Chapitre 12 « C'est un jeu d'ado ça »
J'observais le visage du Kabyle, il me lançait un regard plein de défi.
— J'ai déjà répondu à une question sale hmar, si tu veux jouer à ça, faut que je t'en pose une d'abord.
Je sentis Hakim se tendre légèrement. Et oui mon petit gars, c'était trop facile sinon.
— C'est un jeu d'ado ça. Et arrête de me traiter de hmar, ça va vite me gaver.
Je souris, ravie de voir qu'il se défilait.
— Oui. Et non, j'arrête pas, t'es un âne et c'est tout. Tu peux me lâcher les mains au moins ?
Le rappeur parut réfléchir.
— J'te lâche pas tu vas encore me griffer. Ok pour les questions. Mais y a pas de joker possible. Si tu réponds pas, tu peux plus en poser.
— Ok mais pas le droit de mentir. Soit on répond pas soit on dit la vérité.
Hakim hocha la tête.
— Jure, insistai-je.
— Wallah j'mentirai pas.
Parfait, je n'étais moi même pas forcément religieuse ayant deux origines très différentes, mais je savais que dans l'une ou l'autre des religions que je connaissais, mentir alors qu'on avait juré devant Dieu était un blasphème très grave.
— Toi aussi jure.
— Hakim, je peux jurer si tu veux mais je ne suis pas sure que ça ait autant d'importance que pour toi. De toutes façons j'ai pas d'intérêt à mentir, autant pas répondre.
— Jure, répéta-t-il.
— Ok je le jure.
Il sembla satisfait.
— C'est à moi de poser une question du coup, commençai-je, pourquoi tu restes chez moi à m'emmerder alors que tu me détestes ?
Il m'adressa de nouveau son mouvement de bouche vers le bas qui voulait tout et rien dire à la fois.
— Je sais pas, t'es une go chelou, ça m'intrigue. Savoir que je t'emmerde c'est plutôt cool.
— Tu trouves Clem bizarre pourtant t'es pas en train de la faire chier là.
Il me regarda comme si j'étais complètement débile.
— Clem c'est une fragile et c'est la go de mon kho.
— Pourquoi je suis bizarre ?
— Je sais pas, n'importe quelle meuf se serait mise à chialer à ta place, quand tu t'es pété le iep, mais pas toi. Tu trouves que les sentiments ça craint et j'suis d'accord.
Je me frottai le visage. Hakim était-il mon alter-égo masculin ? Comprenait-il à quel point, pour moi, tout ce qui était du domaine du sentiment était pure perte de temps ?
— J'peux poser ma question maintenant ? J'te lâche mais tu me griffes pas Namira.
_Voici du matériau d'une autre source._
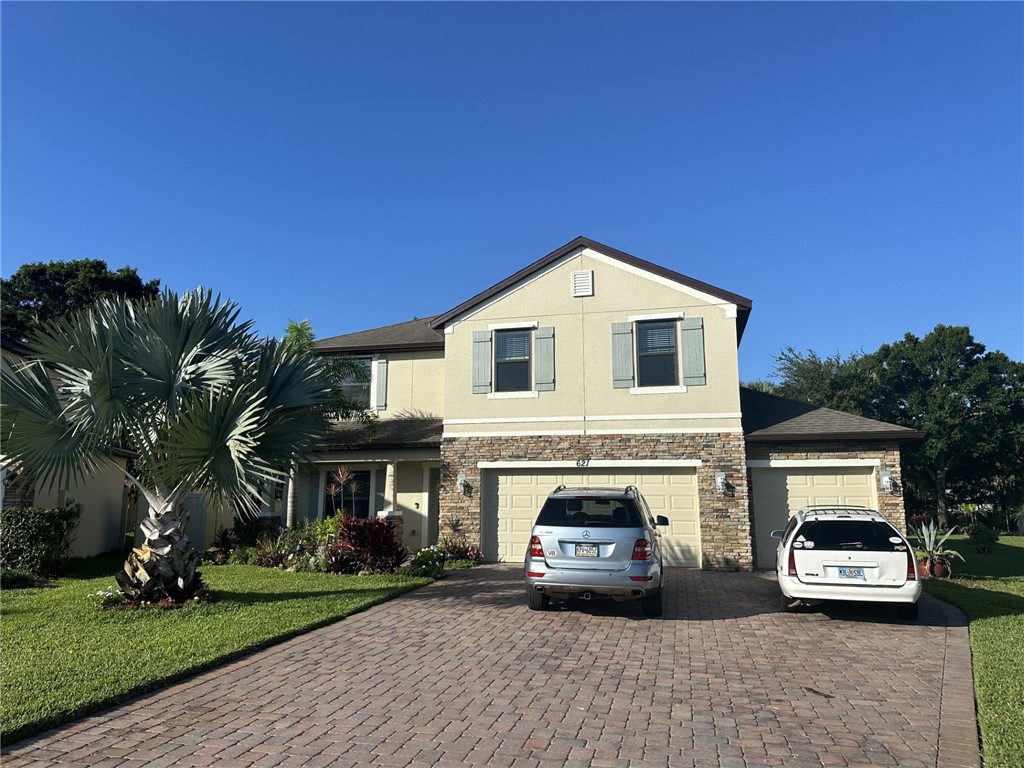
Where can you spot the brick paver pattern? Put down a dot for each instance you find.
(462, 673)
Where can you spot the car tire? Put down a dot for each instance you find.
(652, 605)
(907, 611)
(537, 600)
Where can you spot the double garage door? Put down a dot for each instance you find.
(513, 497)
(778, 494)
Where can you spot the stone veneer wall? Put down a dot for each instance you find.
(888, 454)
(725, 520)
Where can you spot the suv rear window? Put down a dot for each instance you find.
(867, 536)
(591, 512)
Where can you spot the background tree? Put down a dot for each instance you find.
(192, 392)
(969, 403)
(41, 292)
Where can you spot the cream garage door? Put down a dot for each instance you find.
(778, 494)
(512, 499)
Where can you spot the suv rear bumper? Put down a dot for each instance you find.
(907, 593)
(616, 585)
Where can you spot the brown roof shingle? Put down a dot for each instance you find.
(770, 418)
(743, 304)
(414, 334)
(410, 432)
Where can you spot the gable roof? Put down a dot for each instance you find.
(401, 432)
(768, 418)
(742, 304)
(414, 334)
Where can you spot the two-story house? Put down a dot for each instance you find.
(591, 367)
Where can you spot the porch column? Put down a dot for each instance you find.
(390, 499)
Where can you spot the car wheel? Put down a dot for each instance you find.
(537, 600)
(652, 604)
(907, 611)
(788, 604)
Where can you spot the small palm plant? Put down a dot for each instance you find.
(198, 400)
(933, 555)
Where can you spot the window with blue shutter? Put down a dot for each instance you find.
(656, 361)
(512, 360)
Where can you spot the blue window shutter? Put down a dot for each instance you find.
(381, 384)
(622, 354)
(481, 361)
(380, 480)
(314, 493)
(691, 333)
(544, 359)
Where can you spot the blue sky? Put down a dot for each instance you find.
(857, 169)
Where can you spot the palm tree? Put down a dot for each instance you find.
(200, 401)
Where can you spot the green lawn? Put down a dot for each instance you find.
(64, 656)
(989, 589)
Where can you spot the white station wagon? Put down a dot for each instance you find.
(846, 553)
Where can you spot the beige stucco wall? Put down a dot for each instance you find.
(415, 384)
(101, 526)
(584, 399)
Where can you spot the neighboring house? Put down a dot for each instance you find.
(102, 498)
(591, 367)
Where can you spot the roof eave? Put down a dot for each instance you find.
(902, 435)
(368, 348)
(742, 303)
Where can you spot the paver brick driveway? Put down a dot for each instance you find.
(461, 673)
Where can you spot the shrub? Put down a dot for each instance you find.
(460, 549)
(428, 562)
(372, 544)
(224, 541)
(17, 580)
(37, 540)
(981, 536)
(243, 556)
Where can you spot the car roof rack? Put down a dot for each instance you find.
(838, 509)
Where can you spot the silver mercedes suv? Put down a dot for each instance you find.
(595, 543)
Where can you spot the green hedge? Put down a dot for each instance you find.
(37, 540)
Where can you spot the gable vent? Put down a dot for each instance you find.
(583, 284)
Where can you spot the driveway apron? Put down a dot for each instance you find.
(462, 673)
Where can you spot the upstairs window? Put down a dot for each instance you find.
(354, 380)
(657, 354)
(656, 360)
(512, 360)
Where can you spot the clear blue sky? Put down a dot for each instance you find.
(855, 169)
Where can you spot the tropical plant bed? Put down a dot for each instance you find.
(65, 656)
(989, 589)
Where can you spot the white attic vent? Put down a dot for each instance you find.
(583, 284)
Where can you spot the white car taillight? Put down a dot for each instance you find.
(536, 549)
(642, 550)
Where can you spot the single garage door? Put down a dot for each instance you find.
(512, 499)
(778, 494)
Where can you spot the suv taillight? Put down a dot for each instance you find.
(642, 550)
(911, 565)
(536, 550)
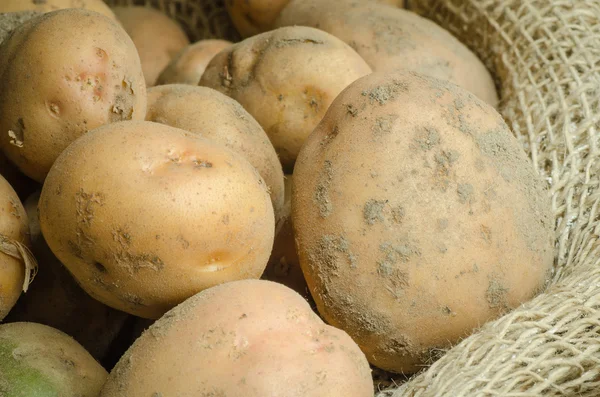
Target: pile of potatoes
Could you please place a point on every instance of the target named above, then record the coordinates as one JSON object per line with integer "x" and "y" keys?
{"x": 280, "y": 216}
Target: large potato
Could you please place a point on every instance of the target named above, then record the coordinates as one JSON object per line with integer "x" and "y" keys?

Je tentais de me rappeler vaguement ce que signifiait ce mot en arabe mais cela ne me vint pas. Cependant je n'osais pas perdre la face et fit semblant de comprendre.
— Ok. Mais d'abord tu m'aides à ranger l'appart, y a du verre et du café partout.
J'essayais de retarder au maximum le moment de répondre à sa question, je savais que je devais passer par là pour lui en poser une nouvelle, et bizarrement il avait attisé ma curiosité lui aussi.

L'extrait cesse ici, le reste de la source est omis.